How the Process of Change Can Bring Manufacturers Growth

Results matter

Just ask any olympic athlete about the importance of results .025 seconds can mean the difference between a bronze medal or none at all.

What do you do as a business when you’re not getting the results you want? What if you’re not profitable enough? What if your marketing plan is collecting dust on the shelf? What if your quality is still not as consistent as you’d like? When our businesses don’t meet our expectations it can be disappointing, or even crippling.

Why do our businesses fail to meet expectations?

Enter Aubrey Daniels, leadership guru and business strategy extraordinaire.

Our processes, businesses, and lives are perfectly designed to deliver the results that they are delivering. Both good and bad.

What does Aubrey mean by “perfectly designed”? Many business owners would say they didn’t design their companies to deliver mediocre levels of cost, quality or delivery they are now experiencing!

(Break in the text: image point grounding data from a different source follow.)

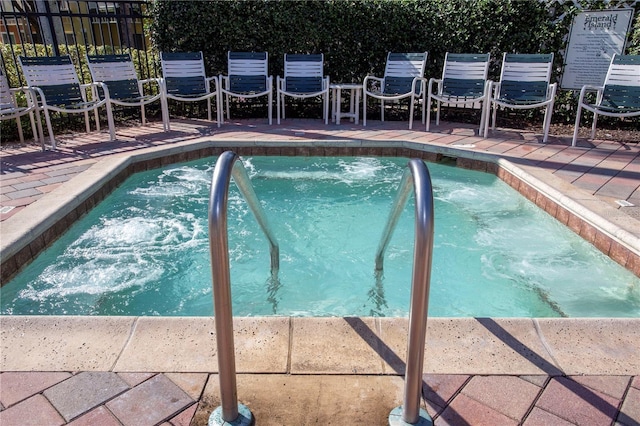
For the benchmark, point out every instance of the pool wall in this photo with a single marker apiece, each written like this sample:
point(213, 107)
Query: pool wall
point(24, 236)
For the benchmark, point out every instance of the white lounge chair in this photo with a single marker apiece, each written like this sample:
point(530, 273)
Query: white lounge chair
point(55, 87)
point(403, 78)
point(184, 79)
point(525, 83)
point(119, 75)
point(248, 77)
point(619, 96)
point(303, 78)
point(464, 82)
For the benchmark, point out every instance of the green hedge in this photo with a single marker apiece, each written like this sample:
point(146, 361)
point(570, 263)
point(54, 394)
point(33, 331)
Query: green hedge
point(355, 36)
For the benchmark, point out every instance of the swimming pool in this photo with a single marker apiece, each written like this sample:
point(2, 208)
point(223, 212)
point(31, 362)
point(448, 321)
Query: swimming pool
point(144, 250)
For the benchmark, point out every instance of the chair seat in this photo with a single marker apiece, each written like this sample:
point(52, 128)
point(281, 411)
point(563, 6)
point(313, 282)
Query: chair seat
point(620, 98)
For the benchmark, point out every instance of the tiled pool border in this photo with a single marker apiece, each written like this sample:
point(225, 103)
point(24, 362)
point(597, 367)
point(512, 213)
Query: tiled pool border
point(40, 224)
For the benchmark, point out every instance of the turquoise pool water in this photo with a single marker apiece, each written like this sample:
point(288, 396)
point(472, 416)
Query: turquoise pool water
point(144, 250)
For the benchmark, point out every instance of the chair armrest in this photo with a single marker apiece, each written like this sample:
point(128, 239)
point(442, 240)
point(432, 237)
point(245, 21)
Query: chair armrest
point(214, 79)
point(150, 80)
point(28, 94)
point(437, 82)
point(371, 79)
point(589, 88)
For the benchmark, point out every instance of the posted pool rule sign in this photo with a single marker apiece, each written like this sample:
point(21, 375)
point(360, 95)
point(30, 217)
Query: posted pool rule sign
point(595, 36)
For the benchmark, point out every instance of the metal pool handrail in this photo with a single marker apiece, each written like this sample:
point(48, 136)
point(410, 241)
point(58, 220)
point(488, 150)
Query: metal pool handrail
point(410, 411)
point(227, 166)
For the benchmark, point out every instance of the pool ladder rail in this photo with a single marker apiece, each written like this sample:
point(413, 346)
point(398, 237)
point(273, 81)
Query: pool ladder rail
point(417, 177)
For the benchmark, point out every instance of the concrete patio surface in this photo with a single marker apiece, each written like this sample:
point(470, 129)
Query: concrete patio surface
point(299, 371)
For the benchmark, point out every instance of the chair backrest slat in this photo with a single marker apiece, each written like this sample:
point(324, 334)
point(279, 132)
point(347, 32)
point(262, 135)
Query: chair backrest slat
point(248, 63)
point(405, 64)
point(624, 71)
point(107, 68)
point(465, 74)
point(527, 67)
point(397, 85)
point(525, 78)
point(466, 66)
point(55, 75)
point(248, 71)
point(299, 65)
point(303, 84)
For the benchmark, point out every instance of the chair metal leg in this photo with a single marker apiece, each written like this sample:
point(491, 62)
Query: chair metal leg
point(47, 118)
point(577, 125)
point(364, 108)
point(110, 122)
point(20, 134)
point(278, 107)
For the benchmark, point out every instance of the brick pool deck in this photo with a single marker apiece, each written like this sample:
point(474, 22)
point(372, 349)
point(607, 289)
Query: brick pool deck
point(292, 371)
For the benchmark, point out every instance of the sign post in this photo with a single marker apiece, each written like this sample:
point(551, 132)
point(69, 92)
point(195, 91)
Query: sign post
point(595, 36)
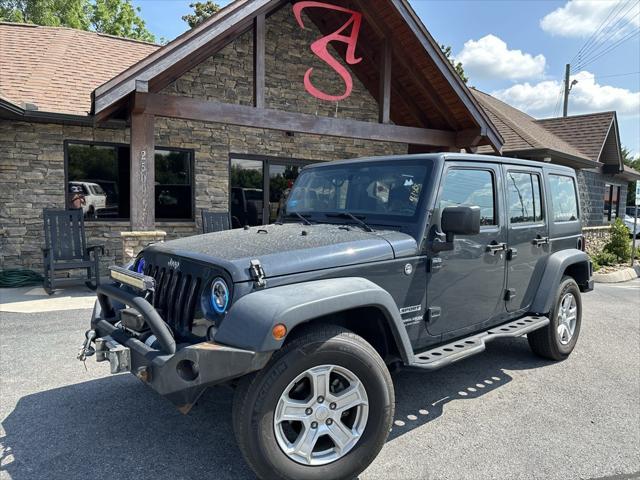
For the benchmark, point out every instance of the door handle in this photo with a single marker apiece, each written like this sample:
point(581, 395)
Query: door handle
point(494, 247)
point(539, 241)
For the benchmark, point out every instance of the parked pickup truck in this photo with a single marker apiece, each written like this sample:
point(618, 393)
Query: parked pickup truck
point(375, 264)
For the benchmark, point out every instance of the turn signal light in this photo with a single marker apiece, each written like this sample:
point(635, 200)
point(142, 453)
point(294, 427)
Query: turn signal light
point(279, 331)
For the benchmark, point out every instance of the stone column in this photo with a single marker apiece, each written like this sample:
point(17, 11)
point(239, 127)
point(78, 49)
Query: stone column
point(134, 242)
point(142, 172)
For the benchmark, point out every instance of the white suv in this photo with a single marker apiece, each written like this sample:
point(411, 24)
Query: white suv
point(94, 197)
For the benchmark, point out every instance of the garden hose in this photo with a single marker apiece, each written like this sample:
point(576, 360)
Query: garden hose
point(12, 278)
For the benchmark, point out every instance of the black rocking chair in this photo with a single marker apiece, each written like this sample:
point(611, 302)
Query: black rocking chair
point(66, 247)
point(215, 221)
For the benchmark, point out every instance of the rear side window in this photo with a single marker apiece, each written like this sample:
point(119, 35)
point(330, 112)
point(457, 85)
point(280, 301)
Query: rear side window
point(564, 198)
point(524, 197)
point(470, 188)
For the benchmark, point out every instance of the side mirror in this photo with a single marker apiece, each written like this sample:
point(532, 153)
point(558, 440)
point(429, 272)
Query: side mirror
point(460, 221)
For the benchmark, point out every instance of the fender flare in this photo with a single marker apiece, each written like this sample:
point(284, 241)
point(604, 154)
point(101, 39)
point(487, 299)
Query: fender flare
point(557, 264)
point(250, 320)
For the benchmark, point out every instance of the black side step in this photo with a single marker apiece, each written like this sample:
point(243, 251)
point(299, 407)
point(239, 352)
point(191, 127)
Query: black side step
point(465, 347)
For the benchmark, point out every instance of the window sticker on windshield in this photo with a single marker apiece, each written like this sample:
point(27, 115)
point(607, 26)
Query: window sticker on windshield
point(415, 192)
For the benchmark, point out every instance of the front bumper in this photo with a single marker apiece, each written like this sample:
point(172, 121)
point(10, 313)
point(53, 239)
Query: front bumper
point(180, 376)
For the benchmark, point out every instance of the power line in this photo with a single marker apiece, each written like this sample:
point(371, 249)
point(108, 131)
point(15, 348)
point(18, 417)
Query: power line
point(612, 47)
point(602, 46)
point(618, 75)
point(590, 41)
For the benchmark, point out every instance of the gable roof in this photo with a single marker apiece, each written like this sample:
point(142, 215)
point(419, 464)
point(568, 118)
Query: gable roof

I’m suggesting that whether you are a business owner, process manager, or engineer you are only partially responsible for the design of your business.

Your processes are designed by the collective will of your culture rather than the conscious will of any one or few members of the culture.

Culture simply is the collection of shared rituals, stories, practices and actions that its members participate in every day.

Dan Miller gave OMEP this definition as part of our “Tools for Conscious Leadership” series.

In other words, culture is reflected in the behaviors of its members and results come directly from those same behaviors. Both culture and results are outcomes, not inputs, and both are driven by behaviors.

If you want to change your company, focus on changing behaviors. You will start to move the results you are generating as well as your culture.  Here’s how I think about this process of change based on my experience with manufacturers. This thinking is influenced by the work of people smarter than me, including Aubrey Daniels’ “Bringing out the Best in People” and Mike Rother’s Toyota Kata.

The Process of Change

  1. What are the “observable and measurable” results you are looking for? Be objective, don’t use subjective or opinion based language.  Also, stay away from language of blame, fault and judgment.
    1. What results are you getting now?
    2. What results do you want to get?
    3. How big is the gap? (I’m not looking for cause or solution yet, just a statement of gap)
  2. Identify the specific, observable behaviors related to:
    1. Behaviors that lead to desired results
    2. That impede desired results
    3. That lead to undesired results
  3. Have you communicated the right, measurable, observable expectations? Have you communicated them well using a variety of methods (verbal, written, visual)?  Do you have multiple conflicting or difficult to reconcile expectations?
  4. What kinds of positive and negative consequences are influencing the desired and undesired behaviors. Not all consequences come from management; what consequences come from the peer culture or are natural from the environment?  You may not be able to control all the consequences, but it’s the sum of the consequences, both positive and negative, that drive behaviors.
  5. What kind of leadership behaviors are present (and absent) from the organization? A leader’s ability to be present, demonstrate empathy, set clear expectations, provide support and hold people accountable is crucial to how the people doing the work engage in various behaviors.

Most of the results that matter to us depend on how people engage with their work. That is, their behaviors.  We as owners, leaders, engineers, and associates need to remember that how we show up drives the results that make or break our organizations.